The contest between warring groups in Minnesota's photo ID debate has ended with both sides claiming a share of victory.

The American Civil Liberties Union of Minnesota said its offer to pay a $1,000 bounty to anyone who could show evidence of voter fraud that would have been stopped by a photo ID requirement yielded no such evidence. The ACLU says it shows the ID requirement is not needed, and says it will use the $1,000 to fight the proposed constitutional amendment.

Minnesota Majority, a pro-ID group that submitted a case of a woman charged with fraud over an absentee ballot filed in Anoka County, said the case would have been prevented by an ID requirement with tougher eligibility language. The group said fraud exists and the system will benefit from the ID amendment.

"We received several claims," said Charles Samuelson, executive director of the ACLU-Minnesota. The Minnesota Majority claim, he said, "involved a woman who filled out an absentee ballot for her daughter, submitted it, and then her daughter ended up voting in person as well." He said the case, which the judge eventually dismissed, "would not have been impeded in any way by the proposed amendment" because it was an absentee ballot.

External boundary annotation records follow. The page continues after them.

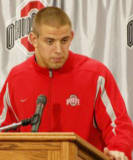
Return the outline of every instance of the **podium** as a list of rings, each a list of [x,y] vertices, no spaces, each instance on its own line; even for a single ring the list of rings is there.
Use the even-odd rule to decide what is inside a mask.
[[[0,133],[0,160],[109,160],[73,132]]]

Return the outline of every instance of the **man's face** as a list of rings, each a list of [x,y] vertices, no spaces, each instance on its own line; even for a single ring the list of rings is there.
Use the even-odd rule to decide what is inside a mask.
[[[73,33],[69,25],[59,28],[47,25],[39,27],[39,36],[30,34],[30,39],[35,47],[37,63],[41,67],[50,69],[61,68],[69,54]]]

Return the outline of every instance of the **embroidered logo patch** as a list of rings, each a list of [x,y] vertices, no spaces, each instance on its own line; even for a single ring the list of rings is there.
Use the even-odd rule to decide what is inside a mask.
[[[79,106],[80,105],[80,99],[75,94],[72,94],[72,95],[70,95],[69,98],[67,98],[66,105],[67,106],[70,105],[72,107]]]

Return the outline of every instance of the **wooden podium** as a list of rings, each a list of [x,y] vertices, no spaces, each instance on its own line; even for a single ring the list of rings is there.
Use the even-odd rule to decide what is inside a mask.
[[[0,160],[109,160],[75,133],[0,133]]]

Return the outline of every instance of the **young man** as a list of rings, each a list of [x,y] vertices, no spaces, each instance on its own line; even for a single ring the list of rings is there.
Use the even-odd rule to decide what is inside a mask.
[[[133,124],[109,70],[69,51],[71,21],[59,8],[40,10],[30,40],[35,54],[15,66],[0,94],[0,125],[32,116],[47,97],[39,132],[75,132],[115,160],[131,159]],[[31,131],[31,126],[19,128]]]

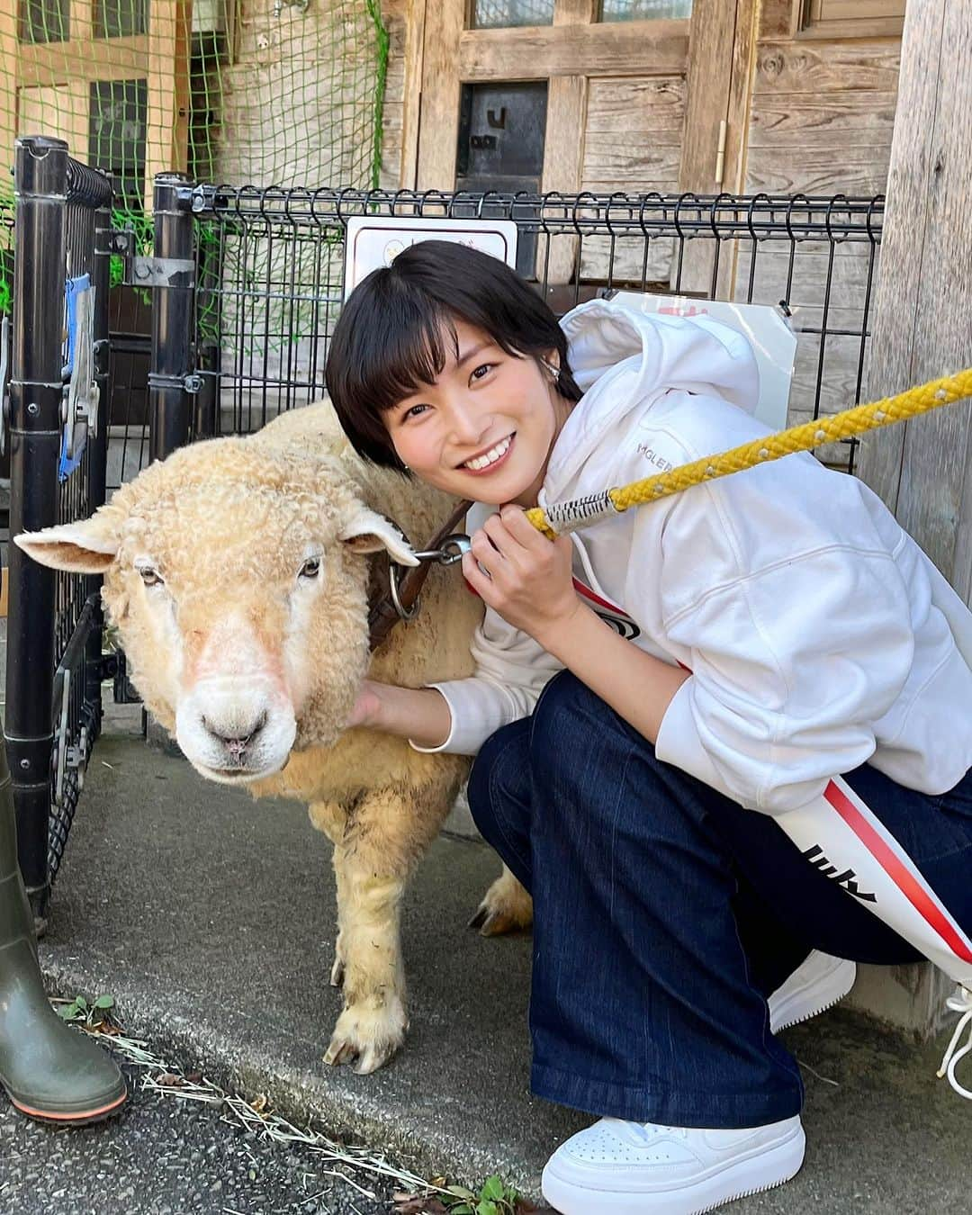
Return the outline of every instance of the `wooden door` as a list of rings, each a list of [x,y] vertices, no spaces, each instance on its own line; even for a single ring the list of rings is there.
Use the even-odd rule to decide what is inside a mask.
[[[408,58],[420,89],[406,86],[402,183],[454,187],[464,85],[543,81],[542,191],[739,190],[756,9],[756,0],[413,0]],[[544,23],[504,27],[504,12]],[[650,12],[684,16],[612,19]],[[475,28],[484,15],[495,28]]]

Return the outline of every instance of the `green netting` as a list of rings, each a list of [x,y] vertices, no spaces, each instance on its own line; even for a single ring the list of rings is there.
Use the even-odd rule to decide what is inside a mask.
[[[117,221],[140,234],[152,179],[165,170],[233,185],[378,183],[389,55],[380,0],[11,5],[16,16],[0,16],[6,163],[16,135],[67,140],[77,159],[114,175]],[[0,222],[0,309],[5,232]]]

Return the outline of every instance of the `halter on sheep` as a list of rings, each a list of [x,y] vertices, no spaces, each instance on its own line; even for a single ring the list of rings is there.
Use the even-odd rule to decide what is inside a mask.
[[[656,502],[690,486],[730,476],[792,452],[810,451],[824,442],[888,426],[968,397],[972,397],[972,368],[830,418],[792,426],[669,473],[608,490],[603,495],[554,503],[546,512],[537,507],[526,516],[538,531],[553,539],[577,527],[609,519],[629,507]],[[972,667],[972,637],[965,645],[961,639],[956,640]],[[959,984],[948,1005],[962,1017],[938,1074],[948,1075],[955,1091],[972,1100],[972,1091],[962,1087],[955,1078],[956,1063],[972,1051],[972,1028],[966,1045],[956,1050],[965,1028],[972,1027],[972,940],[897,840],[840,778],[831,780],[824,792],[807,806],[775,818],[804,855],[823,857],[829,866],[827,874],[853,877],[857,889],[869,892],[864,902],[870,910]]]

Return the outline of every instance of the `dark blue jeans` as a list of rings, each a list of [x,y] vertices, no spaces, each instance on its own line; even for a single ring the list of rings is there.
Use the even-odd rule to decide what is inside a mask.
[[[928,797],[846,780],[972,931],[972,773]],[[497,731],[469,781],[485,838],[533,895],[533,1091],[594,1114],[757,1126],[797,1114],[799,1070],[765,998],[821,949],[919,954],[765,814],[655,758],[569,673]]]

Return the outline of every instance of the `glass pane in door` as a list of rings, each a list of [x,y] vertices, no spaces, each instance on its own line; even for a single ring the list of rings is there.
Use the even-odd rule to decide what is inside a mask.
[[[654,21],[691,17],[691,0],[601,0],[601,21]]]
[[[474,0],[473,29],[552,26],[554,0]]]

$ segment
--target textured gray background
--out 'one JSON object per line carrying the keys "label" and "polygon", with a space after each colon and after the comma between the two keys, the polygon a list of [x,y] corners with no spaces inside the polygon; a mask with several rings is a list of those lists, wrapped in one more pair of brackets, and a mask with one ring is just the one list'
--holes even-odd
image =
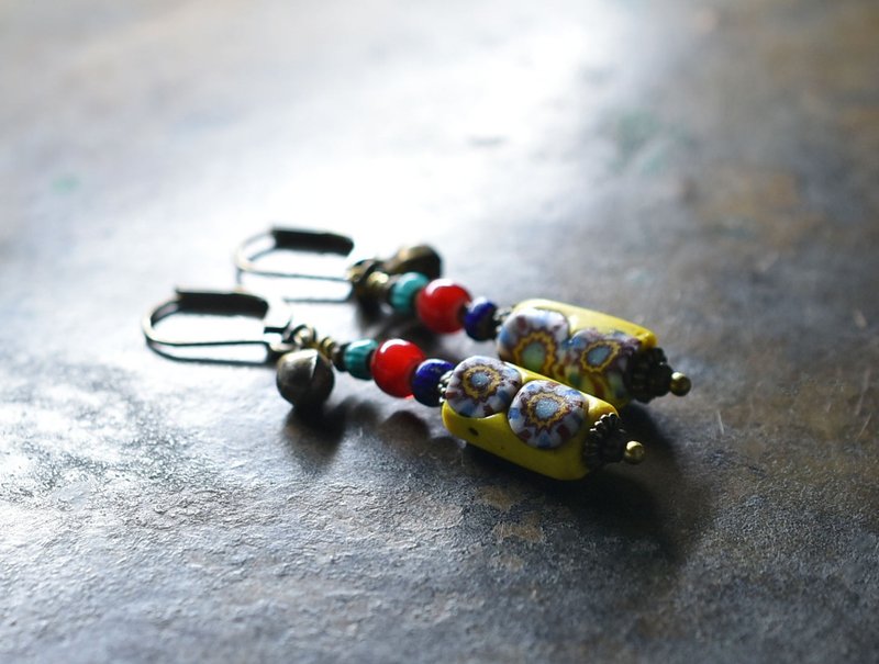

"Furthermore, the daughter used a photo ID to vote," Samuelson said. Had polls been using an electronic poll book favored by DFL opponents to photo ID, he said, the double-vote would have been prevented.

Two other cases, submitted by the same person, involved felon voting and a charge that occurred two months before the election, most likely involving registration. Neither would have been prevented by the ID requirements, Samuelson said.

"Therefore, we have shown that there is no need for this amendment, and the $1,000 will be used to oppose the amendment as it is proposed to the voters," Samuelson said.

Dan McGrath of the Minnesota Majority said the stiffened eligibility requirements in the photo ID amendment would have caught these problems -- felon voting and absentee voting problems. "I have to disagree with the ACLU's assessment, " McGrath said. "They can keep their money."

"Even absentee voters would be subject to a standard of identity verification that isn't happening now," McGrath said.

Both houses of the Republican-controlled Legislature have passed a proposed constitutional amendment that would require voters to show photo ID and meet tougher eligibility requirements. Sponsors are working out differences to come up with a final version. That will have to go back to both houses; if it is passed, it goes on the November ballot as a proposed amendment to the Minnesota Constitution.

Minnesota Majority, the North Star Tea Party and the Minnesota Voters Alliance, which all support photo ID and tougher eligibility,held a news conference Monday to accuse DFL Secretary of State Mark Ritchie of misstating the impact of photo ID. Ritchie has said the tougher eligibility standards mean that same-day voters -- sometimes more than 500,000 -- would have to cast "provisional" ballots that would only be counted after their eligibility is verified.

McGrath called that "utter nonsense and baseless scare tactics."